To this day, I still don't know how to solve the problems of SMAC.  I have been trying for roughly 20 years.  I would have written and sold the game already if I knew the solution.  But I do know, from all this modding work I did in the past year, that the SMAC tech tree is at least twice as long as it needs to be.  There's piles of boring pointless fat in it.  I hope that if I just undertake the effort of putting it on a diet, I'll come up with a new game that's better.

I've adjusted so many game weights, this setting, that setting, this number up or down.  I can rebalance things like that in my sleep.  This isn't the 1st game I've done that for either, there was this big Wesnoth campaign a number of years ago.  Whether 100 or 120 or 150 gold was the right amount to start with, that sort of thing.

The solution to SMAC may be adjusting, up or down, the number of tasks the player is to perform.  Like the game, as it is today, is clearly overloaded.  Don't wanna gut it, but it definitely must be pruned.
Title: Re: Getting Started with SMAC & SMAX
Post by: Vidsek on March 31, 2019, 03:54:50 am
    I see your point on player control of the extent of automation.
 And agree with it.  In the back of my mind when I wrote about player control, was the thought that it should be limited, but I neglected to say that.

 My ideas are that the designers should set the default balance point but allow the player some say in whether she/he wants a few specific things to be under their or the AI's management.  One example could be where SMAC(X) allows you to automate one or more bases but keep the rest under your control.  Or where you can allow formers to remove fungus or build roads at will, but not plant forest.
 The goal is to allow the player the non-required option to fine tune the degree of automation/micromanagement not to totally reset how the game plays.

  Clearly, a factor in all this is the quality of the AI.  If it accomplishes tasks as well or better than you can, most folks will probably be relieved to have some of the burden unloaded to their 'subordinates'.  If it's crappy, they won't, and that is the designer's fault.

  To add to the breadth of this discussion (because I value your and other's opinions and insights, not because I enjoy "arguments" - I don't), perhaps one could only unlock the controls after the player has run through X number of games at the default settings?

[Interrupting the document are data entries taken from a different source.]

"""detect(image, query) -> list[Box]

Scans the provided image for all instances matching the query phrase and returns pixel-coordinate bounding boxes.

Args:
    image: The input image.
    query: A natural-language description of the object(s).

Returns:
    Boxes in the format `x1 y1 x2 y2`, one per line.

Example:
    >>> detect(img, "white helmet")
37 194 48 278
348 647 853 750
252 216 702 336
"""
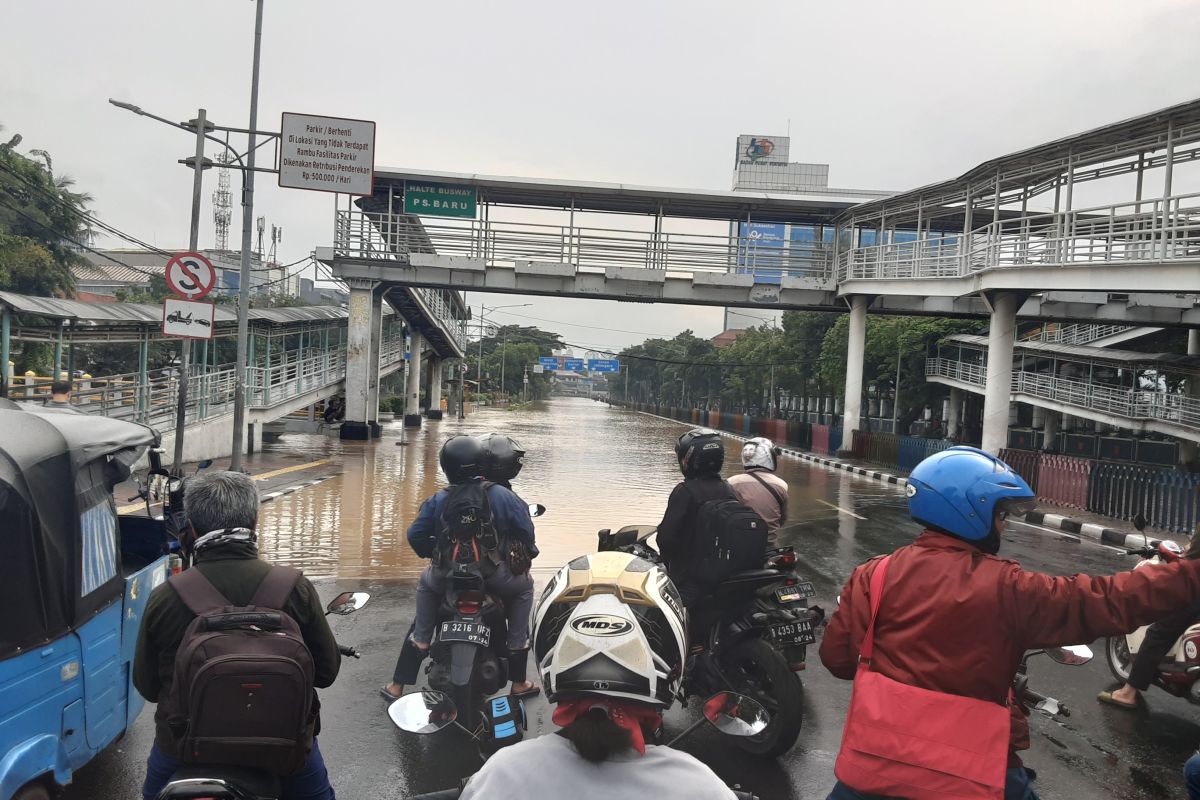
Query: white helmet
533 551 687 708
742 436 781 472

  I also agree with limiting some players' OCD "Every Last Coin" disfunction.  I've indulged in it from time to time, and while it might be satisfying, it can seriously degrade the overall experience by obscuring the real goal, which is playing the game!!.  There are masses of smart phone and pad games that are nothing but completionist busywork.  Play one of those if you need to feed the compulsion.

  I'm also in agreement that since people differ greatly in their personalities, there cannot be one perfect movie or game or one perfect version of each type of either.  I guess that's partly why we have so damn many movies and games.  If you arn't happy with one, you have others to try which might appeal to you more.

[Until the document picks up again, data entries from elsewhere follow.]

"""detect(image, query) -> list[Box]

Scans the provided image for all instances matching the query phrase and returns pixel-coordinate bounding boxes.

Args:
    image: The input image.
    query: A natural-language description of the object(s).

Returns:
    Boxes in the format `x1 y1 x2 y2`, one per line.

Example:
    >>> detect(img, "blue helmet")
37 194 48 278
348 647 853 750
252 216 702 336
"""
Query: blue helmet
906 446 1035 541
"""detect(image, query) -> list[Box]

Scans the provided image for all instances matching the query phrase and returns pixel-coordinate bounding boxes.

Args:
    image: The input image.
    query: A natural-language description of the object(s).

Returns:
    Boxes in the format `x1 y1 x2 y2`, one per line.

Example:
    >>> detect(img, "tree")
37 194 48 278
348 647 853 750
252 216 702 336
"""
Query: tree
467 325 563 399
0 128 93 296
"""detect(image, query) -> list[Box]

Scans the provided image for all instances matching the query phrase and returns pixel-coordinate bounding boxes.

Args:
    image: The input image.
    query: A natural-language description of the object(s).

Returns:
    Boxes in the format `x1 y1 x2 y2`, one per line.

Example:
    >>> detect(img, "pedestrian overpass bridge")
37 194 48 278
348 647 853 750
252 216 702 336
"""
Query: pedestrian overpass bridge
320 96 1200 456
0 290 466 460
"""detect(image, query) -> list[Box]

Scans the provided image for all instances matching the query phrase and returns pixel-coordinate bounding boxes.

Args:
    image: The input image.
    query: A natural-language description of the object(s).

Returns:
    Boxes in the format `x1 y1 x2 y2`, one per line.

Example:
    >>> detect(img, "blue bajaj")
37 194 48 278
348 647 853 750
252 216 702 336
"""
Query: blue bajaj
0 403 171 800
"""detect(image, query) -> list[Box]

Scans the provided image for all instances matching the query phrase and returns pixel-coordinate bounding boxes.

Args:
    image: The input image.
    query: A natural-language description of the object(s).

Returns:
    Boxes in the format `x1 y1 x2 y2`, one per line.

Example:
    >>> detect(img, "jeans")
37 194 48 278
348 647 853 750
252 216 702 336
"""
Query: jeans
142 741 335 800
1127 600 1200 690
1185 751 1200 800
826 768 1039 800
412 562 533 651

  Finally, your point about the number of tasks (as separate from, tho related to, the work involved in each task) is well taken.
  Just how big or long do you want the game to be?  Probably a different subject and one that also could be discussed for days. For instance, increasing the meaningful content could be good, increasing the mindless repetitious grinding is seriously not.  Talk among yourselves  ;lol.
Title: Re: Getting Started with SMAC & SMAX
Post by: bvanevery on March 31, 2019, 07:23:11 am
Managed tasks always have this problem of scale.  9 cities, fine.  20 cities, weeeeelll, it's starting to get painful.  30..45 cities, gagh!!  And yet, this is the scale that Thinker mod plays at routinely.  It doesn't get tired, I do.  How can I possibly compete with that?  It means the AI can always handle double the amount of resources that I can.

One could do a game mechanic that for any given task, you get 5 units of it that you can do manually.  After that, you have to do automated stuff.  A big question is whether the automated stuff will actively work against what you're trying to do manually.  That would be really frustrating.